The lawyer who is suing the Langley RCMP for fatally shooting Alvin Wright is questioning a Vancouver Police Department (VPD) investigation that cleared the Mounties of criminal wrongdoing.
Donald Sorochan said it was “alarming” that the VPD decided not to send their report to a Crown prosecutor for review.
“It should be automatic,” Sorochan said.
“Otherwise, we aren’t operating under the rule of law, we’re operating under the rule of police.”
On Wednesday (Nov. 2) VPD said it’s investigation “concluded that there were no reasonable grounds to believe a criminal offence was committed by any member of the RCMP in relation to this incident and the file was not forwarded to Crown Counsel.”
On behalf of Wright’s spouse and his estate, Sorochan is suing six as-yet unnamed RCMP officers over the Aug. 6, 2010 fatal shooting inside the bedroom of the two-storey townhouse on the southeast corner of 53 Avenue and 203 Street where the 22-year-old Wright (pictured below) lived with his common-law wife and their infant daughter.

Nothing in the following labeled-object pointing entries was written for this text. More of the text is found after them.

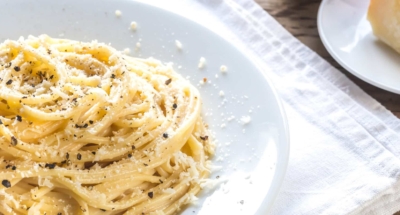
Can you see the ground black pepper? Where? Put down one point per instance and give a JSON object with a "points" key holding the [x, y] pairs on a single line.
{"points": [[6, 183], [50, 165], [14, 141]]}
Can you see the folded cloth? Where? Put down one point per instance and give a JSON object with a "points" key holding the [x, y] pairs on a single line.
{"points": [[344, 145]]}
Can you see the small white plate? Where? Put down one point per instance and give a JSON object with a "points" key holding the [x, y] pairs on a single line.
{"points": [[252, 157], [348, 37]]}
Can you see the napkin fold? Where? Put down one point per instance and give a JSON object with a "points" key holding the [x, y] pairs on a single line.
{"points": [[345, 150]]}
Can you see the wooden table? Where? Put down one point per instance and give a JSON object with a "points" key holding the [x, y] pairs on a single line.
{"points": [[299, 17]]}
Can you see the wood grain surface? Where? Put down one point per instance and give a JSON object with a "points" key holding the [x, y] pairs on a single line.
{"points": [[299, 17]]}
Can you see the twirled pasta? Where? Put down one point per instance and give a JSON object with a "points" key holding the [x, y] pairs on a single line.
{"points": [[87, 130]]}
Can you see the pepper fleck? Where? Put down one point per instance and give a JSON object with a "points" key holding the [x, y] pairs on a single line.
{"points": [[14, 141]]}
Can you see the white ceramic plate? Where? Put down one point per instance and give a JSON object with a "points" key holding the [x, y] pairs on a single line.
{"points": [[252, 157], [347, 35]]}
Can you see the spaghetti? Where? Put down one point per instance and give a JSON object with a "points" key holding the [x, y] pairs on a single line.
{"points": [[87, 130]]}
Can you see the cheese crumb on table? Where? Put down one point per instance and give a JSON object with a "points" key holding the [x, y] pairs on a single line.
{"points": [[133, 26], [126, 51], [202, 63], [245, 120], [223, 69], [178, 44]]}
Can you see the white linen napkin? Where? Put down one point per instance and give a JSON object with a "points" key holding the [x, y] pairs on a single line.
{"points": [[344, 145]]}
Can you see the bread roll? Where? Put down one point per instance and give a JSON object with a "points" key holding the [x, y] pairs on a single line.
{"points": [[384, 16]]}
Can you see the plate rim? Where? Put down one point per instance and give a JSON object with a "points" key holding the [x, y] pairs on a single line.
{"points": [[338, 59]]}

The Vancouver lawyer, a former special prosecutor, said he doesn’t have a problem with police investigating police so long as there is an independent review of the facts.
In police-involved cases where someone does or suffers serious injury, the investigators should not have the option of simply refusing to send their report to the prosecutors who decide whether to lay charges, Sorochan said.
“That’s fine for a couple of neighbours squabbling, or kids shoplifting [not for something this serious].”
He hasn’t been given the VPD report yet.
The B.C. Civil Liberties Association (BCCLA) issued a statement Thursday saying the Wright case demonstrates the lack of equality between people who live in RCMP-policed communities and those with municipal police forces who are under the authority of the B.C. police complaints commissioner.
“If Mr. Wright had been shot and killed in Vancouver, any criminal investigation of police that recommended no charges would [still] be reviewed by the Office of the Police Complaints Commissioner,” said BCCLA president Robert Holmes.
“However, because he lived in Langley, which is serviced by the RCMP, police decisions about not charging other police officers will end up with no review.”
“That situation exists because bureaucrats in Victoria and Ottawa cannot figure out how to do what common sense demands and commissions of inquiry have recommended,” Holmes added.
The BCCLA has written Solicitor General and Acting Attorney General Shirley Bond to ask her to intervene in the matter and direct prosecutors to review the Wright file.
“Given recent history and public inquiries that have recommended real reforms, the public will take the continuation of this absurd state of affairs as yet another sign that those in charge either don’t know what they’re doing or don’t care,” Holmes said.